Eine kleine Wochenschau | KW14-15/2025: Die neuen Möglichkeiten des Älterwerdens (Teil 2)

Teil 1


07. April 2025, Berlin

Heute ist keine-Hausarbeit-Tag. Nach der Party am Samstag müssten wir eigentlich die Wohnung putzen. Das lassen wir aber schön bleiben, denn wer sind wir, dass wir uns erdreisten, den Keine-Hausarbeit-Tag zu missachten.

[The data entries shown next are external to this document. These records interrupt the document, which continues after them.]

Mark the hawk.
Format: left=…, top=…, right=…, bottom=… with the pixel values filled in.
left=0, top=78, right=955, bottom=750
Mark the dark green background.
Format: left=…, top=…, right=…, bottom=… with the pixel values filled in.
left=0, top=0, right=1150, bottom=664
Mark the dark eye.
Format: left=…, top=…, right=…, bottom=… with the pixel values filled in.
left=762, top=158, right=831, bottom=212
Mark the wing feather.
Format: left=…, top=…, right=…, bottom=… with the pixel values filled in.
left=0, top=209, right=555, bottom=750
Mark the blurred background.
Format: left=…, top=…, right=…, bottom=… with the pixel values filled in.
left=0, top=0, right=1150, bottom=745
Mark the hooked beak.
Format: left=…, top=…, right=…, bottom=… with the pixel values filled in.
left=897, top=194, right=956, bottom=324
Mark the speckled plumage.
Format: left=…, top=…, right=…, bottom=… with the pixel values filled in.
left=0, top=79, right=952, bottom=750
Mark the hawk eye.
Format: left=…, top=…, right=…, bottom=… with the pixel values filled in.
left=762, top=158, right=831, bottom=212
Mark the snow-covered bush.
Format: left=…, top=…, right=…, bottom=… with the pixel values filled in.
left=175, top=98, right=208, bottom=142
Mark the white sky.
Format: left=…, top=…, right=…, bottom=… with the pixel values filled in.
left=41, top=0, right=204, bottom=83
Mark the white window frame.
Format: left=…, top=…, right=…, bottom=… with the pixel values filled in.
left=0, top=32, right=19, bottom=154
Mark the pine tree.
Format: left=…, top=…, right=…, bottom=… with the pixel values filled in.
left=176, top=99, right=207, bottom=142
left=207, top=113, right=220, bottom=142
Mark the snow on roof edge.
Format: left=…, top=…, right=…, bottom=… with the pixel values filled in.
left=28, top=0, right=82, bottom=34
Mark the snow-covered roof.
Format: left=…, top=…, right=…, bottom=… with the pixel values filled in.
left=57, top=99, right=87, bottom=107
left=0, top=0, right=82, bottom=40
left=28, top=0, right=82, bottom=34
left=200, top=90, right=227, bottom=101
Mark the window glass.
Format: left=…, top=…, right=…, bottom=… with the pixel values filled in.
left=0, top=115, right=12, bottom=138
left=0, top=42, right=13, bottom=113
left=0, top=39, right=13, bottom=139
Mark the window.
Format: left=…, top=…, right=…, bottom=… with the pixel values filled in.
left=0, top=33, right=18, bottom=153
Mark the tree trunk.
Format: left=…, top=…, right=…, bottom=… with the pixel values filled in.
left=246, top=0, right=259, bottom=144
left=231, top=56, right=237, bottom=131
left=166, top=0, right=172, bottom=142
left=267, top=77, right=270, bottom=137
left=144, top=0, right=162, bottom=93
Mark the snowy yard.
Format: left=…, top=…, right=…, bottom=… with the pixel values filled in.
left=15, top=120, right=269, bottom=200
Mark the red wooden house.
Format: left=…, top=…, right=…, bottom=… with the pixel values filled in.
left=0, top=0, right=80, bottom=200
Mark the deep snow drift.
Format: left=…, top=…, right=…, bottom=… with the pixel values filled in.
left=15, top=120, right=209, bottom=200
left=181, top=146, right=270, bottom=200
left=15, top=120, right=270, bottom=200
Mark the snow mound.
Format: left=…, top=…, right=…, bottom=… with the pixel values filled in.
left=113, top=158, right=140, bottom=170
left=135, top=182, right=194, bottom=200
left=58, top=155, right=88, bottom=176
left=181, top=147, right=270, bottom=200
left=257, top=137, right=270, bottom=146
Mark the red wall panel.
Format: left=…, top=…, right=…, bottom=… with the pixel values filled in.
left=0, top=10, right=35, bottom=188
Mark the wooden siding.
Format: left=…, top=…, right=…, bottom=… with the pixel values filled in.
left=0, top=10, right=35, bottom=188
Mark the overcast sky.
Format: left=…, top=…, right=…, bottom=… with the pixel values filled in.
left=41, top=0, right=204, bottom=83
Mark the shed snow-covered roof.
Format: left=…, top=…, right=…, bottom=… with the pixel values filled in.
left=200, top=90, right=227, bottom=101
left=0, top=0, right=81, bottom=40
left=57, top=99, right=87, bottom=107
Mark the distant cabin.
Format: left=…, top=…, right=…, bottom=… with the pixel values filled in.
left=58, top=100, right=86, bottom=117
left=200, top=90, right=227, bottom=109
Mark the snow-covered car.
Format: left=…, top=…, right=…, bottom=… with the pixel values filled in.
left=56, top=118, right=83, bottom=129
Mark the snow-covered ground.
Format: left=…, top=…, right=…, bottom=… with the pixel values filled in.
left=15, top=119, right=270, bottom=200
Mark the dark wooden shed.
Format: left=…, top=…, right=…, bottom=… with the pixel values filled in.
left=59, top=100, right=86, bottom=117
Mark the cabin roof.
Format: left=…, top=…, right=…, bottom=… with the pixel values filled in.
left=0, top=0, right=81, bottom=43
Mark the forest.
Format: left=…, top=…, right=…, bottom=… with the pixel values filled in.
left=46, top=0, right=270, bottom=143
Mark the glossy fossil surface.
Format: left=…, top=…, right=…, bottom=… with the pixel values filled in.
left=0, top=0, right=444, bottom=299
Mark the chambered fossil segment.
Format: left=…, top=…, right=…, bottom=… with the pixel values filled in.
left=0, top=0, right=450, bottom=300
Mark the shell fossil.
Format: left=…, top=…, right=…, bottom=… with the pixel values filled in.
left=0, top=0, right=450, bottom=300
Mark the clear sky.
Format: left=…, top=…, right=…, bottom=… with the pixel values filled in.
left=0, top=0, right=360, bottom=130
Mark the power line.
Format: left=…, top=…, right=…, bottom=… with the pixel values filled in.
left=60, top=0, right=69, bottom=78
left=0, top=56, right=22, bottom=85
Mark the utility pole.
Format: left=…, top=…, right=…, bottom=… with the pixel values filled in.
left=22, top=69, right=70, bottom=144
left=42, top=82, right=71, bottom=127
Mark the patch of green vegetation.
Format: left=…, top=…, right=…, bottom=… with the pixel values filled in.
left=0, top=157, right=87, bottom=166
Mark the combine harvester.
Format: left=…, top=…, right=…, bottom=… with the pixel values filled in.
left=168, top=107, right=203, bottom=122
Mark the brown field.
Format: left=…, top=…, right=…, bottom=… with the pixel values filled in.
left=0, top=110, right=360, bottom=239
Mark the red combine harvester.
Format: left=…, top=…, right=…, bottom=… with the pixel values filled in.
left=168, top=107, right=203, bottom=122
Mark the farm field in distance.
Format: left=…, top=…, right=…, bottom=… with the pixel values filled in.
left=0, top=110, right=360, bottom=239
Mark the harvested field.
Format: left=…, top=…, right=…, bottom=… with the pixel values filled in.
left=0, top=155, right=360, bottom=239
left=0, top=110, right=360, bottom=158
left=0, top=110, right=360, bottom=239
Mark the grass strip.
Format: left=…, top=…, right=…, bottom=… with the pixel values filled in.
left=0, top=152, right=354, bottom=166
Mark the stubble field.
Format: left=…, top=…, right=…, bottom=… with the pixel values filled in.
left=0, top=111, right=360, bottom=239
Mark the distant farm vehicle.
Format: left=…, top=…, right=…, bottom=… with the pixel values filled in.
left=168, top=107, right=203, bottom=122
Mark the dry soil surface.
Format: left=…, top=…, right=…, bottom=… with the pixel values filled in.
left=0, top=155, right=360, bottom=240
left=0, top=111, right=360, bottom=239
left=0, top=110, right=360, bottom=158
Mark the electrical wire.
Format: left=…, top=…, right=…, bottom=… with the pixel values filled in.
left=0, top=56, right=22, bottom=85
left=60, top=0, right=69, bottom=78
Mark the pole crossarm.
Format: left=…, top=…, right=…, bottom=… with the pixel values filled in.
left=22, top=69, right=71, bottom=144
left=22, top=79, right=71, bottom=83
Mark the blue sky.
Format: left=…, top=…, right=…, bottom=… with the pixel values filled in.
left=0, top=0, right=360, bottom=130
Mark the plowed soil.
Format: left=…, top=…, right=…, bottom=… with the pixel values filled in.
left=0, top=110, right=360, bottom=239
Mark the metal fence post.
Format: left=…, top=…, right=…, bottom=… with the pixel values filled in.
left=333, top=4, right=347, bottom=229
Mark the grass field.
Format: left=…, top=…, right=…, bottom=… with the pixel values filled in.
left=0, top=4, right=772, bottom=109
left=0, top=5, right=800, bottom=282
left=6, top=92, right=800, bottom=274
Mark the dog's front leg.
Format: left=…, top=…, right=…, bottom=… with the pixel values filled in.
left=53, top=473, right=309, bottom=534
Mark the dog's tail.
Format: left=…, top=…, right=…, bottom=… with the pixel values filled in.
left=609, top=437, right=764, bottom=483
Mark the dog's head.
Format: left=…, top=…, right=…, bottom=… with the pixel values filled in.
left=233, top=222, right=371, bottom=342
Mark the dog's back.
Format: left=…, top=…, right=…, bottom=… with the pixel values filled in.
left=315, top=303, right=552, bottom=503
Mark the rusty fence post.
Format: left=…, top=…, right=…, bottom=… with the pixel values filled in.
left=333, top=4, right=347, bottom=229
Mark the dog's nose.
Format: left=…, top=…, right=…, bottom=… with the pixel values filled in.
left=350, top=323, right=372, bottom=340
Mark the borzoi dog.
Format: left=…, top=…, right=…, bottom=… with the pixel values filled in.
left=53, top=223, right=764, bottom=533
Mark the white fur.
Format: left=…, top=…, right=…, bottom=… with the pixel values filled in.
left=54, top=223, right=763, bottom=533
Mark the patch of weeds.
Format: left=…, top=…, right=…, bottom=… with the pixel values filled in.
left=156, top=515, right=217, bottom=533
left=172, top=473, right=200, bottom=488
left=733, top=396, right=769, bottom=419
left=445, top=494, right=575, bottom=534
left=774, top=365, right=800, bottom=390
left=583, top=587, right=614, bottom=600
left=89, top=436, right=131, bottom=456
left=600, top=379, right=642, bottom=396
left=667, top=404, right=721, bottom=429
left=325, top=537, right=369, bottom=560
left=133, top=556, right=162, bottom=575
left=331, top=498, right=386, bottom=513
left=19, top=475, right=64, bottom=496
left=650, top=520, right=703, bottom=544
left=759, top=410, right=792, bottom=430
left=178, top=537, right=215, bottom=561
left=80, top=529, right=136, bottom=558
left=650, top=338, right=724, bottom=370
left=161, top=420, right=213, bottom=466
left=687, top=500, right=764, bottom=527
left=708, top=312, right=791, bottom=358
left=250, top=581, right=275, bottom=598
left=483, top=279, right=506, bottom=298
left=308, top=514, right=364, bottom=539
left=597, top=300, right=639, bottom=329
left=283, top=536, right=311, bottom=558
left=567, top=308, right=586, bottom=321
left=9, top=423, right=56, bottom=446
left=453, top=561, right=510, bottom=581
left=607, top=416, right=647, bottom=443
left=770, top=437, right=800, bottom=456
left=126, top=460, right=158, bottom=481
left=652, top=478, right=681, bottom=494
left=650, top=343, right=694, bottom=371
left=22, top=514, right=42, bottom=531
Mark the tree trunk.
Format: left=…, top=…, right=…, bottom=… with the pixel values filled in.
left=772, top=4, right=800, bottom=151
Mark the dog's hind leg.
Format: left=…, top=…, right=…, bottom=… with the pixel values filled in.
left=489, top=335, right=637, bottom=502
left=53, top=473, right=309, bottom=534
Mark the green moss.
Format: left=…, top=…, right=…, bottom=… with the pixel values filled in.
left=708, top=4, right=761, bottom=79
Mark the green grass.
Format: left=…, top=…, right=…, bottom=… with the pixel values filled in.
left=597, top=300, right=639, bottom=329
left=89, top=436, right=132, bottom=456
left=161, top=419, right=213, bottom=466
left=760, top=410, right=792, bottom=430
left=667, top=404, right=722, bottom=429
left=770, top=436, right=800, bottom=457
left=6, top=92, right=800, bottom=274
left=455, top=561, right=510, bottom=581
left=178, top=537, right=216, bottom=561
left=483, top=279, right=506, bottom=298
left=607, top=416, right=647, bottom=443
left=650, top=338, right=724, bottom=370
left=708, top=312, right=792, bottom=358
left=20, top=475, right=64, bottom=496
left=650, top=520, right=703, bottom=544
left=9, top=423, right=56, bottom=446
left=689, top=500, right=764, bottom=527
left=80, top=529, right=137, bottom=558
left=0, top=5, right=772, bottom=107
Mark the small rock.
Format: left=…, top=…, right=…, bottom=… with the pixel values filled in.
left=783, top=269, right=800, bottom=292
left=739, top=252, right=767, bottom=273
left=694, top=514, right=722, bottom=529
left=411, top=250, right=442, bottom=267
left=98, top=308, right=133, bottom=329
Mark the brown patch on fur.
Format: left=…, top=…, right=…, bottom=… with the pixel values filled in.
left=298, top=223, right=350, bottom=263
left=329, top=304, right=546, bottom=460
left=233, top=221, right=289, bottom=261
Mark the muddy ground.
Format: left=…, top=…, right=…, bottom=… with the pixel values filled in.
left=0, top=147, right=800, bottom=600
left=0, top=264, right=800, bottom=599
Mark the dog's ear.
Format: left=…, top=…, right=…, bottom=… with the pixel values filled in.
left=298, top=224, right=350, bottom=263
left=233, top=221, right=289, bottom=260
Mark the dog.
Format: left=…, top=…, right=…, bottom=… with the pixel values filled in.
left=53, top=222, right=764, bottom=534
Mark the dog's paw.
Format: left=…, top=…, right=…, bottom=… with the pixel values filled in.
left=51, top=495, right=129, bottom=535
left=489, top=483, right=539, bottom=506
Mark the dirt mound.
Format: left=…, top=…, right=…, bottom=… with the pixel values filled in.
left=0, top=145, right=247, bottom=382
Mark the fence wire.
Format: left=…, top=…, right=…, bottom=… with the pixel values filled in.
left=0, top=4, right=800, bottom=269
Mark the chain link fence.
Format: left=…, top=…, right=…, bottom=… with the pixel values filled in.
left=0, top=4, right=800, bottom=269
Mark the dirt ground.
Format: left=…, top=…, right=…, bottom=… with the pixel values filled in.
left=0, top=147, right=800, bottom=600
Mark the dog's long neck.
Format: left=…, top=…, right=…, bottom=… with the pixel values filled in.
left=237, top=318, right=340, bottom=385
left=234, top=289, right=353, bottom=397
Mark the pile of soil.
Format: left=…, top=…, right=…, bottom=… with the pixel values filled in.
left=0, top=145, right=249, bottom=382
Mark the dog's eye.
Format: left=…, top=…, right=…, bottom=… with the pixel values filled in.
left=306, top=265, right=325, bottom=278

Schließlich möchten wir keine religiösen Gefühle verletzen.

08. April 2025, Berlin

Um unseren Restgetränkebestand zu dezimieren, trinke ich beim Arbeiten weniger Kaffee, sondern Fritz-Cola. Wie in einem hippen Start-up der frühen 2000er. Vielleicht stelle ich im Wohnzimmer einen Kicker oder eine Tischtennisplatte auf und spiele gegen mich selbst. Auf mobile Massagen verzichte ich aber. Auf Kokain ebenso.

09. April 2025, Berlin

Heute ist Tag der finnischen Sprache. Mein finnisches Lieblingswort: „Kalsarikännit“. Übersetzt heißt das so viel wie: „Sich in Unterhosen daheim alleine betrinken“.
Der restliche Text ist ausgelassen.